A Day in the Life ScenariosHuman Interest

THE QUIRKS OF MEDICAL EDUCATION

Medical education is phenomenon unto itself. It is filled with nuances that make it distinctive in  character and personality, as if it were possible to humanize an inert force. It’s the personalities in medicine and medical education that originate the methods by which a student assesses his own knowledge while challenging the intellectual depth of one’s classmates. 

One such challenge is “one upsmanship” or the ability to know, or at least show you know, a fact, detail, or statistic before everyone else in your class or those with whom you compete. For example, when a group of students is discussing some topic mentioned in today’s lecture, it is you who knows a detail about that topic that no one else in the group knows. It was only you who knew that amiodarone has a half life of 55 days and can cause thyroiditis. You “one-upped” everyone else by knowing that fact. 

This “technique” is used all the time by those who thrive on seeming to be the smartest guy in the room or who simply have to know more than everyone else or they’re a failure. Some students do it tactfully, as if to inform the “uneducated”, while others do it arrogantly making others feel, or look, stupid. After several doses of this form of intimidation, you avoid these people and seek colleagues who sincerely want to share what they know. 

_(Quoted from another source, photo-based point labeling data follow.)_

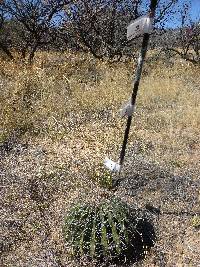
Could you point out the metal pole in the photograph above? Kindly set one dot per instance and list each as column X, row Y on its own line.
column 137, row 81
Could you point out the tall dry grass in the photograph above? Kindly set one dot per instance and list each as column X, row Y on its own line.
column 74, row 97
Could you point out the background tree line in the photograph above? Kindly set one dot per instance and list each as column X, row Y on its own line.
column 97, row 26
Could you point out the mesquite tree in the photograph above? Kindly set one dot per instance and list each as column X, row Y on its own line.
column 36, row 19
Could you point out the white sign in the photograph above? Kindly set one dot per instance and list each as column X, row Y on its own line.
column 127, row 109
column 139, row 26
column 111, row 165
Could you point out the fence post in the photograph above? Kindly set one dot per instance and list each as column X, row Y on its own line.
column 137, row 81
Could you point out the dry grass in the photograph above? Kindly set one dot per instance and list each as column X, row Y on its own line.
column 59, row 119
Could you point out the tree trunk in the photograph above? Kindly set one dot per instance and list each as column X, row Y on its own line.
column 5, row 49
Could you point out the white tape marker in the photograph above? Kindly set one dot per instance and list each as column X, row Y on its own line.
column 139, row 26
column 111, row 165
column 127, row 110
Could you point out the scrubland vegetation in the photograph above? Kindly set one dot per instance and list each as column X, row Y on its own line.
column 60, row 118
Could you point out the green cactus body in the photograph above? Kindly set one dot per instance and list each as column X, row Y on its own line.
column 104, row 230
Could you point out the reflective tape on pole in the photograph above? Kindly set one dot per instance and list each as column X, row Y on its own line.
column 139, row 26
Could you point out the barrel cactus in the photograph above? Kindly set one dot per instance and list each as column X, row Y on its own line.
column 109, row 230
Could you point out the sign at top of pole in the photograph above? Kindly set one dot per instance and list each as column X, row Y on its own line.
column 139, row 26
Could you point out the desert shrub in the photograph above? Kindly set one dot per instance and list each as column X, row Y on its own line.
column 111, row 230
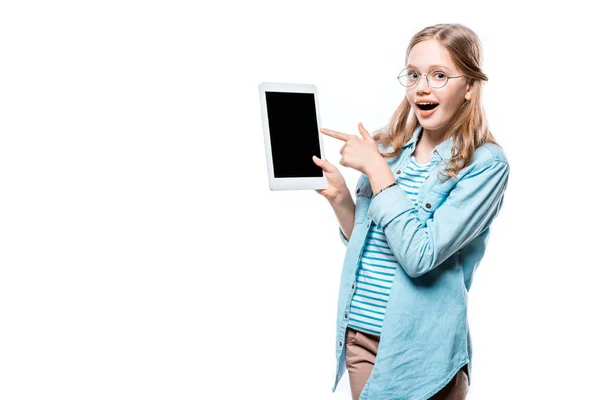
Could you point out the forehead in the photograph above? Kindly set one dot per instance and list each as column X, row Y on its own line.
column 428, row 54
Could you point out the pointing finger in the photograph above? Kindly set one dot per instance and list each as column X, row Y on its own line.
column 335, row 134
column 324, row 164
column 364, row 133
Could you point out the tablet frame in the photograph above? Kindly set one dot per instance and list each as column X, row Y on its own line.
column 289, row 183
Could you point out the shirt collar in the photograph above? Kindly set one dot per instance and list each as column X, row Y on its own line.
column 441, row 151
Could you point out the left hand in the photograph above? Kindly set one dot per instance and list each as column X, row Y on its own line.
column 360, row 154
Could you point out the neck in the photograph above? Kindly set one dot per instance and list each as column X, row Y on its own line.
column 429, row 139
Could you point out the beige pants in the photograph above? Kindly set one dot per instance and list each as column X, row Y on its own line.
column 361, row 349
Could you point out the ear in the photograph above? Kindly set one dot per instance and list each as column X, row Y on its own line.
column 469, row 92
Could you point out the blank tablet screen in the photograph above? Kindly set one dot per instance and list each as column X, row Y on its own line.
column 294, row 134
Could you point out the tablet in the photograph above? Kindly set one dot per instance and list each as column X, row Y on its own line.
column 291, row 126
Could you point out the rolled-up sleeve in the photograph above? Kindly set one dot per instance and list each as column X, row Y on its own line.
column 469, row 209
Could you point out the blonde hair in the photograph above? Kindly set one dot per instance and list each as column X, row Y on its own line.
column 468, row 127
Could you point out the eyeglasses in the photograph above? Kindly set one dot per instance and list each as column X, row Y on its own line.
column 436, row 78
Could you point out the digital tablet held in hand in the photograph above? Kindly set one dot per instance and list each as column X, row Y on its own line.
column 291, row 125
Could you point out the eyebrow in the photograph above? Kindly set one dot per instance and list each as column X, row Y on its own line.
column 431, row 66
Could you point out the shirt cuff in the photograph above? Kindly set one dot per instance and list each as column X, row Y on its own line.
column 344, row 240
column 388, row 205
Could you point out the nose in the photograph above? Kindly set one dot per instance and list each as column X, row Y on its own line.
column 422, row 84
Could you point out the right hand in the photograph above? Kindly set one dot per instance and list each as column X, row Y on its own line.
column 336, row 184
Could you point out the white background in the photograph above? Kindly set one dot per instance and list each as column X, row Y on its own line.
column 143, row 256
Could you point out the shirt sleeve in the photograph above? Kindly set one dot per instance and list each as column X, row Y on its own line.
column 468, row 209
column 344, row 240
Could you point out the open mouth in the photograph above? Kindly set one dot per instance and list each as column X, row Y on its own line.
column 427, row 106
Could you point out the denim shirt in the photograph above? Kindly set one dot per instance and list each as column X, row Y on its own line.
column 438, row 244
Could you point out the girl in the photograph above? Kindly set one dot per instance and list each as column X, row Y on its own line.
column 419, row 227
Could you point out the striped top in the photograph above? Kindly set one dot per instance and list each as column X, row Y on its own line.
column 377, row 264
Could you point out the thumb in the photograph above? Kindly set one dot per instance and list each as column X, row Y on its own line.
column 326, row 165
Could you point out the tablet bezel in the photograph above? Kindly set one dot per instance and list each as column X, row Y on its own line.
column 289, row 183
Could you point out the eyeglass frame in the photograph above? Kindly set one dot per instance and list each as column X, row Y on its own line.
column 427, row 79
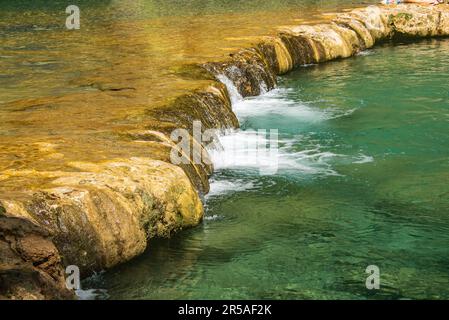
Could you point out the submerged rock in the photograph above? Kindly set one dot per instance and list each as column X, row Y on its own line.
column 30, row 265
column 104, row 213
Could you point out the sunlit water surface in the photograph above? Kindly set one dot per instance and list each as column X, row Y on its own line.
column 362, row 180
column 73, row 95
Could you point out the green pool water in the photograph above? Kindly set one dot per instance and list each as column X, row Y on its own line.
column 362, row 180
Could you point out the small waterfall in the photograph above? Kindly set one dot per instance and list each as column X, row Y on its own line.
column 233, row 92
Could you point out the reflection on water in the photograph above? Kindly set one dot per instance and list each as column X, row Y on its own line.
column 304, row 235
column 69, row 95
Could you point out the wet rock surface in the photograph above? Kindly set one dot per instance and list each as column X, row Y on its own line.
column 102, row 213
column 30, row 265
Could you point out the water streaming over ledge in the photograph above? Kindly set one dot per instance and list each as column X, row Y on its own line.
column 379, row 195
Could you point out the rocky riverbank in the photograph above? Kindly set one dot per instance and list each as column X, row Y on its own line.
column 100, row 214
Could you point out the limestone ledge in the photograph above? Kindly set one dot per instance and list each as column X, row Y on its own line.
column 102, row 214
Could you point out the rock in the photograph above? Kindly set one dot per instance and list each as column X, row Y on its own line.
column 30, row 265
column 102, row 214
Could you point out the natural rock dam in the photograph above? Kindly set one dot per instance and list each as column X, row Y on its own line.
column 104, row 211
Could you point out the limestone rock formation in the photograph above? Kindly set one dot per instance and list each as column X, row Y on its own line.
column 30, row 265
column 104, row 213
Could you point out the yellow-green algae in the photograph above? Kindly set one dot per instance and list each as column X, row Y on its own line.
column 103, row 209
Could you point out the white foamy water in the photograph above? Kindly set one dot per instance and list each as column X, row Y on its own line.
column 276, row 103
column 243, row 150
column 249, row 150
column 232, row 90
column 218, row 187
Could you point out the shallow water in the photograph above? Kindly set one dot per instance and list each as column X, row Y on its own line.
column 362, row 180
column 68, row 96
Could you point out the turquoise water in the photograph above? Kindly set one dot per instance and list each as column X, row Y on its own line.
column 362, row 180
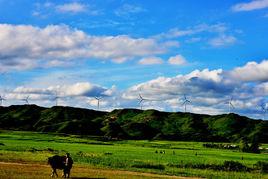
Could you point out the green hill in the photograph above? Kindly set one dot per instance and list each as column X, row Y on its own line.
column 133, row 123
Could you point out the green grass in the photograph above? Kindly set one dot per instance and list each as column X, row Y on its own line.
column 140, row 155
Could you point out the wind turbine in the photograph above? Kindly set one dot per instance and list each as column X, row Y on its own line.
column 230, row 104
column 26, row 100
column 1, row 100
column 56, row 98
column 98, row 100
column 264, row 109
column 185, row 102
column 141, row 99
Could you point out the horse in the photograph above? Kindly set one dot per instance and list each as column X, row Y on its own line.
column 58, row 162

A second medical educational quirk is the “curbside consultation.” In this circumstance, one student puts another on the spot by asking him to expound upon a diagnosis without being aware in advance a question was going to be asked. As much as anything, it’s asking a student, or another doctor, to tell you what’s wrong with a patient you’re having trouble diagnosing yourself. The individual called upon is known to be knowledgeable in their field and is being asked to diagnose and talk about a case he is just now learning about. “Curbside consultations” prepare you to be able to handle your elderly patient’s family’s probing questions in a professional and knowledgeable manner.

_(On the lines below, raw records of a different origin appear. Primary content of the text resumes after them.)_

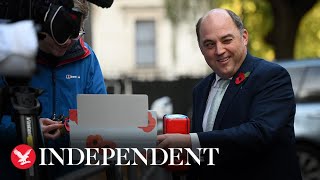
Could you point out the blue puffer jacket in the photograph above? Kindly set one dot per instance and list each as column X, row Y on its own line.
column 77, row 72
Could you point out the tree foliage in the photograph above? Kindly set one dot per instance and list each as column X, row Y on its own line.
column 278, row 29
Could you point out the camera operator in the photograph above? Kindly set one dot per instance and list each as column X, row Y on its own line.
column 65, row 67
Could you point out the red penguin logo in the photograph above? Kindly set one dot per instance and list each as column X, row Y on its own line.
column 23, row 156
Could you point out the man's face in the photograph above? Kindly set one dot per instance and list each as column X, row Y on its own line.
column 221, row 43
column 48, row 45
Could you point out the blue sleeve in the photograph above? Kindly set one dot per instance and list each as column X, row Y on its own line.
column 96, row 84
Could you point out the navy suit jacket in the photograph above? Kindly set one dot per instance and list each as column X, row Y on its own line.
column 254, row 125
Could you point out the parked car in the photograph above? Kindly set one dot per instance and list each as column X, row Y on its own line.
column 305, row 75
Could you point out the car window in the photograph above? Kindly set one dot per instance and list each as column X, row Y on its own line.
column 310, row 89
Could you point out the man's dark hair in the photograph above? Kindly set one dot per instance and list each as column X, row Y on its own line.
column 235, row 18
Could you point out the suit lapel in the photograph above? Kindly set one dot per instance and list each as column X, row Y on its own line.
column 233, row 90
column 203, row 93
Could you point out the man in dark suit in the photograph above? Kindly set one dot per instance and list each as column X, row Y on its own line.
column 245, row 108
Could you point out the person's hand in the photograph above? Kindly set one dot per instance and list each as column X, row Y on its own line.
column 174, row 141
column 50, row 128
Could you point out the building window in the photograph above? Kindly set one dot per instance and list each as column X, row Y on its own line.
column 145, row 43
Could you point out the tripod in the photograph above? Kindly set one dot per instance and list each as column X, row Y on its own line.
column 25, row 112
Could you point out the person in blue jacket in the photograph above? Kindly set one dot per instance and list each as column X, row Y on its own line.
column 63, row 71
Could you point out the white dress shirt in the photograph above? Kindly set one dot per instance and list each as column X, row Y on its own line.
column 194, row 136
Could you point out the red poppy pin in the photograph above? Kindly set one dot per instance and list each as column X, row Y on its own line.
column 241, row 77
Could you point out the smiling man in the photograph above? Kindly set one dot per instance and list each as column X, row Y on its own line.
column 245, row 108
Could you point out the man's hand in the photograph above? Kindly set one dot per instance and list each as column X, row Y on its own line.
column 48, row 125
column 174, row 141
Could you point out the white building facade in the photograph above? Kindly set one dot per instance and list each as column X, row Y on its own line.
column 134, row 38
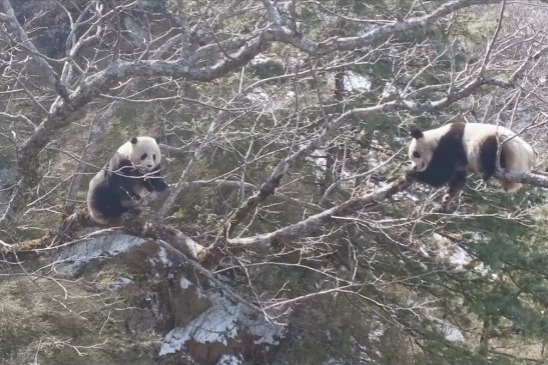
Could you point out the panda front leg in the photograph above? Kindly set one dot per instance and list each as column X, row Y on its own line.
column 456, row 184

Thirdly, medical educational is rife with quirks called “clinical pearls.” These are the hidden secrets of the universe that help a physician find his way in the murky waters of making a diagnosis. A “pearl” is a fact about a disease or disorder that clarifies the problem at hand and leads the doctor to the correct diagnosis. One example I cite is when diagnosing a generalized, pale, fine scaly rash located mainly on the chest and back, you know it’s Pityriasis rosea if the rash was preceded by a similar, single, larger rash called “the herald patch.” The herald patch appears a few days to a week or more before the rest of the rash appears. The “clinical pearl” that makes the diagnosis is the earlier appearance of the patch. With that history, you now know exactly what rash the patient has. 

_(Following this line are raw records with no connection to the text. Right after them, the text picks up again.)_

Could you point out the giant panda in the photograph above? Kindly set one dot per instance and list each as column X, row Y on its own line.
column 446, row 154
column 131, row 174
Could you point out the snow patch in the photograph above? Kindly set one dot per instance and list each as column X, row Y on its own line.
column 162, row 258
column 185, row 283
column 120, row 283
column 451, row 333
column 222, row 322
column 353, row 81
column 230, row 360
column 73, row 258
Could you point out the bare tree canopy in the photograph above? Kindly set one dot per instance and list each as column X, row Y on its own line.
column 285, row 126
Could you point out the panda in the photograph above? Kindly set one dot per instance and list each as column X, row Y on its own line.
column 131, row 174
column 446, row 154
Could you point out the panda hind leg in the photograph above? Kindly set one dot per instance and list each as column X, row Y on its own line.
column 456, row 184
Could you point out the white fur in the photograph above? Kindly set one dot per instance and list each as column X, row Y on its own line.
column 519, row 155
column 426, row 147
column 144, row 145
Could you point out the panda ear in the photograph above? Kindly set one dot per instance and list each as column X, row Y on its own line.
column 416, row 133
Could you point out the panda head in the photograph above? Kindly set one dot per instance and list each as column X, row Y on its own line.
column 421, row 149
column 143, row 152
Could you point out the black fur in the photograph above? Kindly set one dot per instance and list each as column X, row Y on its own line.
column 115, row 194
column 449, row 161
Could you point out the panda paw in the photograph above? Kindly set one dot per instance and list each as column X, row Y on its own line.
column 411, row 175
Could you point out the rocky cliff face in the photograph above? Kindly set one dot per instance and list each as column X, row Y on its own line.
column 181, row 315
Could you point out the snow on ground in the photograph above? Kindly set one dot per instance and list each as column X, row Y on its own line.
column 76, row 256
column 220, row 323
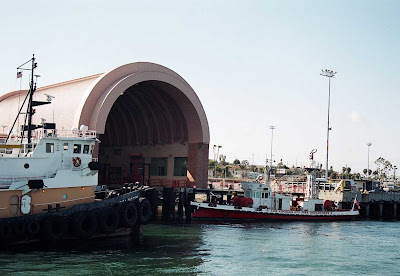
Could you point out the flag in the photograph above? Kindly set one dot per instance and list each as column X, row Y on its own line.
column 356, row 203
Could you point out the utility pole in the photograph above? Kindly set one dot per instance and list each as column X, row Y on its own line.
column 272, row 138
column 329, row 74
column 369, row 145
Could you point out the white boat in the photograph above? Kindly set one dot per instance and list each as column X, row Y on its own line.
column 261, row 203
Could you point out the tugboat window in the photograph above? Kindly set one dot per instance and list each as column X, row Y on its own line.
column 77, row 148
column 180, row 166
column 158, row 166
column 49, row 147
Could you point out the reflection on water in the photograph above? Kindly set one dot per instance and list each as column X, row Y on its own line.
column 221, row 249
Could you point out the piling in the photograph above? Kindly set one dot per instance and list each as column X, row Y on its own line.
column 380, row 209
column 180, row 205
column 168, row 205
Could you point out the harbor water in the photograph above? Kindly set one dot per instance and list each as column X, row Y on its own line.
column 295, row 248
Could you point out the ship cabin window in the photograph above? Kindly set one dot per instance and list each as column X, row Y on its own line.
column 50, row 147
column 77, row 148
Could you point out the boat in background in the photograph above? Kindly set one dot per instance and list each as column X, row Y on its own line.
column 261, row 203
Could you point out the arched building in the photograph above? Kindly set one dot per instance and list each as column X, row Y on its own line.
column 150, row 122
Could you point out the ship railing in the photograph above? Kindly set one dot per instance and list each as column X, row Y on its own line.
column 41, row 133
column 5, row 181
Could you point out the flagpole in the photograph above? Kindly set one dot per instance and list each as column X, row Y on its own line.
column 354, row 203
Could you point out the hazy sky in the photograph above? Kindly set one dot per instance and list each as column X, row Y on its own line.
column 252, row 63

The final, and most complex, medical educational challenge is the clinicopathologic conference, or CPC. Here a professor, chief resident, or visiting expert is presented with extensive details of a case, and from these details, the challengee is supposed to make a diagnosis and provide specifics of the disease’s extent. The doctor’s suppositions are then correlated with the pathologist’s findings at autopsy. The audience members each have all the case details and are asked to make their own diagnosis. When the autopsy details are shared, and the challengee is evaluated, a detailed discussion then follows. This educational tool I always found very challenging until you have learned what all these lab tests and other data and findings on CT or MRI mean. By the time you’re a resident, the complexities and detail of a CPC are evident to you, and your education has prepared you for diagnostic challenges.

Some of these educational “techniques” are fun. Some are pure intimidation and challenge your composure. Others broaden your knowledge. Exposure and repetition are good teachers. Once you’ve seen a case of pityriasis rosea with its herald patch, you’ll never forget it. Once you’ve heard the “honk” made by mitral valve prolapse, you’ll never forget it. The challenge then becomes remembering all those little things that aren’t so memorable. If you can remember those “little” things, you will be fine.